Jada Riley

Home is a place where you can be yourself unapologetically.  It is somewhere that makes you feel loved, valued, and respected.  Unfortunately, war, religious persecution, political turmoil, and natural disasters have forcibly displaced 80 million people, leaving them without a place to call home.  As can be seen in The Girl Who Smiled Beads, not having a home is detrimental to one’s physical and psychological well-being.  In the memoir, Wamariya recalls how physically demanding homelessness was on her body.  She describes losing all of her toenails and catching lice at age six, then nearly dying of malaria at age ten.  Wamariya also details an ongoing battle with hunger, malnourishment, and dehydration.  She describes waiting in line for five hours to receive maize, which was impossible to cook and often led to constipation.  Wamariya also describes the two-hour trek to the water pump and the hour-long wait to get to the front of the line.  Like Wamariya, asylum seekers from all over the world must survive the wear and tear that being on the run places on their bodies.  Nourishing the body and protecting it against disease, rape, attack, and death is an overwhelming burden that refugees have little help in bearing.
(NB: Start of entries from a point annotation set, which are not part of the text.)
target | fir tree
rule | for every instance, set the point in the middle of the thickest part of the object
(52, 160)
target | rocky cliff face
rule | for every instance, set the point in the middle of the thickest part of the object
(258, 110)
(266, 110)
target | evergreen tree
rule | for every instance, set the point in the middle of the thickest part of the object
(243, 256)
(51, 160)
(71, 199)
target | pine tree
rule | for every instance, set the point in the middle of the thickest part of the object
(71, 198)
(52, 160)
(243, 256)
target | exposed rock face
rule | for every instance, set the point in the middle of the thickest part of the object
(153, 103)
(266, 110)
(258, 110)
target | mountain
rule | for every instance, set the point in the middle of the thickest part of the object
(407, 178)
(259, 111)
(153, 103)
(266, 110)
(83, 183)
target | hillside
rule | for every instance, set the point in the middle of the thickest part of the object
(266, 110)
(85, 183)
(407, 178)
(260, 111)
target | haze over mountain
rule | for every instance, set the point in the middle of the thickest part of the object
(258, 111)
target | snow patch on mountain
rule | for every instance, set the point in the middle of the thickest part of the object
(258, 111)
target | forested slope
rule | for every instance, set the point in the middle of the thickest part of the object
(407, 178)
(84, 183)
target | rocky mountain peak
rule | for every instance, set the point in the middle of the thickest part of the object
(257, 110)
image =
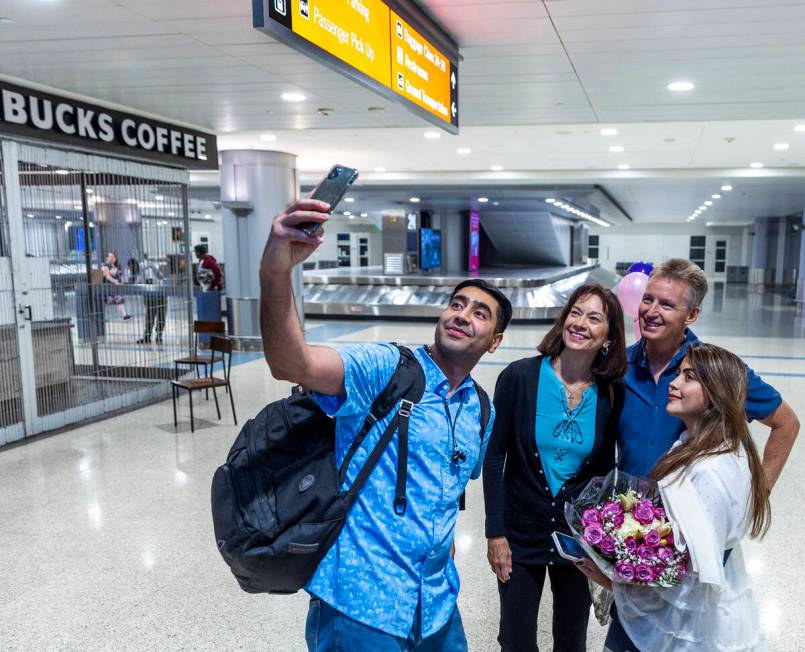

As if enduring physical trauma isn’t difficult enough, refugees must also try to overcome many of the psychological traumas we have discussed in class—PTSD, depression, and anxiety, to name a few.  In The Girl Who Smiled Beads, Wamariya explains that living as a refugee caused her to grow “callous and cynical,” believing that all acts of kindness came with a price (35).  She became numb to violence, uncomfortable with affection, and fearful of abandonment.  Wamariya also lost parts of her humanity and identity.  On page 42 of her memoir, she reduces herself to “a negative, a receptacle of need.”  Later on the author also says, “When you’re traumatized, your sense of self, your individuality, is beaten up.  Your skin color, your background, your pain, your hope, your gender, your faith, it’s all defiled.  Those essential pieces of yourself are stolen” (220).  These quotes suggest that while her physical wounds may have healed, Wamariya’s psychological wounds were fresh.  Asylum alone could not suture up psychological wounds that cut six years deep.  Luckily, Wamariya was able to find a new home.  She regained the pieces of herself that were lost, and discovered new pieces in the process.  Most importantly, Wamariya was able to make peace with her past, allowing her to blossom into the joyful woman she is today.